От нее сияло, как встарь, детскими французскими духами (забывал их марку и у нее спрашивал. Она напевала название, каждый раз довольная, но я опять забывал). От нее веяло мирным, еще погожим холодом, осень застряла в волосах и в складках кожанки.
— Слышала про мои дела?
— Не завидую.
— Твои как?
— Кто — мои?
— Дела, — подтвердил я с вызовом.
— Полный мрак. Ой! — сказала она водителю. — Вы не могли бы остановить здесь? — И сказала ему же: — Спасибо большое.
Хлопнула дверью. Смешалась с улицей. Зачем эта встреча?
«Отчаянье» — какое слово! Когда-то она отсылала меня в отчаянье, хлопая очередной дверью.
— Полный мрак, — вздохнул я и добавил извинительно: — А я был в нее влюблен. Она еще девчонка была. Сейчас вот — пополнела. И потемнела она что-то.
Оба молчали. Я ощутил, что лоб и скулы заливает румянец, точно бы я наклонился к раскаленному самовару за отражением в потной меди. А любил ли я ее? Любил ли я хоть кого-то понастоящему? Себя любил ли? Было бы круто: сей же миг выпрыгнуть из машины, бросить все, пропасть из славной тошной жизни, догнать путницу, вернуться в те подростковые времена, когда я был свободен!
— Сергей, на место вернитесь, пожалуйста, — пробурчал Коля, не оборачиваясь.
— Это важно? — Я переполз обратно, за его спину.

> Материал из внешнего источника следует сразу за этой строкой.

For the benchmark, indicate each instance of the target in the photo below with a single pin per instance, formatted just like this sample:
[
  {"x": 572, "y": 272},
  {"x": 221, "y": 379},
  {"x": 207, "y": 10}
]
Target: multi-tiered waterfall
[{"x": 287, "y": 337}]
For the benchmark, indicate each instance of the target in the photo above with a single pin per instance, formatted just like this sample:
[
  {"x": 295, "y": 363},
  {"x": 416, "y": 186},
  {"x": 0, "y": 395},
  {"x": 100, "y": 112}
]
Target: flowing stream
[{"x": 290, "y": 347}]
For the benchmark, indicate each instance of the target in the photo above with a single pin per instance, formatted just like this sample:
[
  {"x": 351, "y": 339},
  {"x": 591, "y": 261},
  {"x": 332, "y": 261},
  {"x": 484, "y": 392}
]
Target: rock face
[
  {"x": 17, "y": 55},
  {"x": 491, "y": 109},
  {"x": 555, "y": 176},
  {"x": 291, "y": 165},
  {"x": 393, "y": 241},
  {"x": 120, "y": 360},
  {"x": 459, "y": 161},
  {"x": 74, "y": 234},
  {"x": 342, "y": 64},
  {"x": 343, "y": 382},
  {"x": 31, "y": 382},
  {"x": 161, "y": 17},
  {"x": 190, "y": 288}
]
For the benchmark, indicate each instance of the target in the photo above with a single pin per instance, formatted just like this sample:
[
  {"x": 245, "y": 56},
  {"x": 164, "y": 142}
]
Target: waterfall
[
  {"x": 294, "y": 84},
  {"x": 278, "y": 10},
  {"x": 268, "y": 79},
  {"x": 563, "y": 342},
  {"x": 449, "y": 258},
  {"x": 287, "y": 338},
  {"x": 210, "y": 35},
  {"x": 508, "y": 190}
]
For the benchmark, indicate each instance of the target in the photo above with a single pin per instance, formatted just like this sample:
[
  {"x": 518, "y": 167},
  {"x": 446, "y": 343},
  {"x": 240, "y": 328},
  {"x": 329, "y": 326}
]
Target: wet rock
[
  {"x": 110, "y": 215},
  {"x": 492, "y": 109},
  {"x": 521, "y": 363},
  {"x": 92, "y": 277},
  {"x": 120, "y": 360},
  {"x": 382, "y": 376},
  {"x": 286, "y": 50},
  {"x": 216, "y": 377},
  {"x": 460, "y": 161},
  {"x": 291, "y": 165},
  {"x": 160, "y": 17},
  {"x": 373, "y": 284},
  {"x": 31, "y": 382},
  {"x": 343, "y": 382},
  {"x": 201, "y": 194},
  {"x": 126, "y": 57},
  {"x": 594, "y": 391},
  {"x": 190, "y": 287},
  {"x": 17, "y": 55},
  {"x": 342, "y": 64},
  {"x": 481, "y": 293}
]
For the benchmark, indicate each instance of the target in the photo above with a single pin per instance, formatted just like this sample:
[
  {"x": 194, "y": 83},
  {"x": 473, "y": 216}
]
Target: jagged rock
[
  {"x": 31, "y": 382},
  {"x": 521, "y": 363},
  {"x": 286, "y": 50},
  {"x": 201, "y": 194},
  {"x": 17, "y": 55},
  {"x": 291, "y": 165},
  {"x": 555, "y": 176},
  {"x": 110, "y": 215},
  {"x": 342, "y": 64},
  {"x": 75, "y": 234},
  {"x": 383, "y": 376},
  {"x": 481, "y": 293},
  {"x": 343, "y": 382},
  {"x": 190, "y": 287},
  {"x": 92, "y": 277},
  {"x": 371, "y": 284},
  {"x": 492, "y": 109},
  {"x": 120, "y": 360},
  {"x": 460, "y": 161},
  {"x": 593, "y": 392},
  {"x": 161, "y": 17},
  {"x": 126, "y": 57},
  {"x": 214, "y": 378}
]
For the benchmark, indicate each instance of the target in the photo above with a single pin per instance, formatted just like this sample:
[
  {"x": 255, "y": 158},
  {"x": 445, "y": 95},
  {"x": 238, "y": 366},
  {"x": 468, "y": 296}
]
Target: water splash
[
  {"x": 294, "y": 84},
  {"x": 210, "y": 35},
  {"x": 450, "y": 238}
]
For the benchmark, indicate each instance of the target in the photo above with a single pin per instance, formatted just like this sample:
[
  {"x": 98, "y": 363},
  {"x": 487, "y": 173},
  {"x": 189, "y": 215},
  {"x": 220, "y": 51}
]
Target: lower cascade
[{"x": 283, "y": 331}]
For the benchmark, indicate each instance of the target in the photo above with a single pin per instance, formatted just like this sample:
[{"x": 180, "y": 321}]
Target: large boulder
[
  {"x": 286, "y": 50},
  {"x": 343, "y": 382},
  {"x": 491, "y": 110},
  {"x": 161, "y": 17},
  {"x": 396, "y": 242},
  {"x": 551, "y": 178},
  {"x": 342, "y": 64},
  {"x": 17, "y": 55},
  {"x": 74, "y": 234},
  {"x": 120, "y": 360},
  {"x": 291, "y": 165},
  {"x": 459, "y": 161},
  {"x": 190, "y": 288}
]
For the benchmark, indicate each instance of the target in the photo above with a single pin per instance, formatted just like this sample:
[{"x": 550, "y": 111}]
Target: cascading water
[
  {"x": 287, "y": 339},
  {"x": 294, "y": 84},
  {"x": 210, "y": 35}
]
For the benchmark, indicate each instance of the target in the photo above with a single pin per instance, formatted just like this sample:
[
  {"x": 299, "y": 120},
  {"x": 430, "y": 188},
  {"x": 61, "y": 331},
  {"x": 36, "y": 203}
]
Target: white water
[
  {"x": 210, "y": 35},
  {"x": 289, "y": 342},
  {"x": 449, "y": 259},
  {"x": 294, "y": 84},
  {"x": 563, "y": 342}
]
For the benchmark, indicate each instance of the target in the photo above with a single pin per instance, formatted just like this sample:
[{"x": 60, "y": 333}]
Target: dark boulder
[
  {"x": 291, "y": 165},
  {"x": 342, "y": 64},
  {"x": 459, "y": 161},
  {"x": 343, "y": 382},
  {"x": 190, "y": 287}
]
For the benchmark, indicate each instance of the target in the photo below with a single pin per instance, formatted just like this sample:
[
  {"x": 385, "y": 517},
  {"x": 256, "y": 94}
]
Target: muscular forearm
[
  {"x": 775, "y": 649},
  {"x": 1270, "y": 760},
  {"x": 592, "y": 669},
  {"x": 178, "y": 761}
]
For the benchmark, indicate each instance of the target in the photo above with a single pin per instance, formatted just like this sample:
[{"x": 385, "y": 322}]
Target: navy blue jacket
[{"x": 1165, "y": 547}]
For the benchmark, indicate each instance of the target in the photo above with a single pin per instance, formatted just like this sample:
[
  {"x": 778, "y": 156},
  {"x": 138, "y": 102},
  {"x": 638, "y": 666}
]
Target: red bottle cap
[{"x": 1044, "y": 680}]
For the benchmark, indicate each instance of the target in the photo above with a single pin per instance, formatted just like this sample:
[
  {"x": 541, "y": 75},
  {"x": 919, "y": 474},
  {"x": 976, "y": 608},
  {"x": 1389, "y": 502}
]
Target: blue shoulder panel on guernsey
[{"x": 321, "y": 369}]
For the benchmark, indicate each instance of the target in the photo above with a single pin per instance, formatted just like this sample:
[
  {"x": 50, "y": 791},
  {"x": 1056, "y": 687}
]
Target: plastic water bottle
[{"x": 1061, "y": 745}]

— Убивают, где водитель. Толя рулил и отсутствовал. У них были повадки роботов, но во второй вечер нашего странного союза Коля сплоховал. Зашли в подъезд, встали в кабину лифта. Лифт подумал, заскрипел вверх, и над нами что-то зашуршало. Нечто лежало на крыше кабины. Коля поднял глаза к мигающему потолку, которого он достигал голым затылком, и тоска пробежала по всем мышечным струнам его лица. Он взялся за кобуру на бедре и стал поглаживать.
— В чем дело? — спросил я.
Мне ответил кошмар синих глаз. Он не смотрел на меня, он смотрел вверх. Вероятно, какой-то хулиган взломал дверь в шахту и выбросил ведро мусора. Обрывки и объедки поднимались вместе с нами.
— Николай, — позвал я и пальцем тронул его массивное тело, в живот легко ткнул.
В глазах охранника читалось тугое горе: бомба — ща рванет — ухнем на дно — мясом и щепками.
Вышли на площадку. Он хлопнул себя по лбу. На серых губах заалела жизнь:
— Извините, призадумался.
Итак, был третий день союза с мужиками, третий день царило «бабье лето», позвонила издательница.
В полдень я прибыл на Маяковку в «Кофехауз».
Треугольное лицо, бледное от пудры. Крупной вязки зеленый свитер. Узкие очки. Короткая стрижка желтых волос. Пухлый рот. Голос не обманул, она без конца курила.
Я еще не завтракал и взял сэндвич и грейпфрутовый сок. Она — американо.
Охранник выхаживал за стеклом, правым профилем к нам, при проводке: то и дело полоснет взглядом.
Пухлые губы предполагают медленность речи, но Мила сыпала словами, так что на верхнюю губу заскакивал язык.
— Вы дадите нам новую вещь? — Сунула карточку. — Берем без разговоров. Вы нам нужны как серийный автор. Я придумала вашу новую нишу: социально-активный реализм.
— Что это?
— Это — вы! Молодой, энергичный, везучий. Кросавчег. Как в Интернете: кросавчег. Вы сможете писать нам? Напишите, что хотите. У вас получится. Ведите дневник. Мы мощно заплатим. Дадим тираж.
— Какой?
— Мощный. Заплатим как за бестселлер. Не пострадаете!
— Я не серийный писатель, — сказал я, кусая сэндвич. — Я не готов насиловать бумагу по расписанию.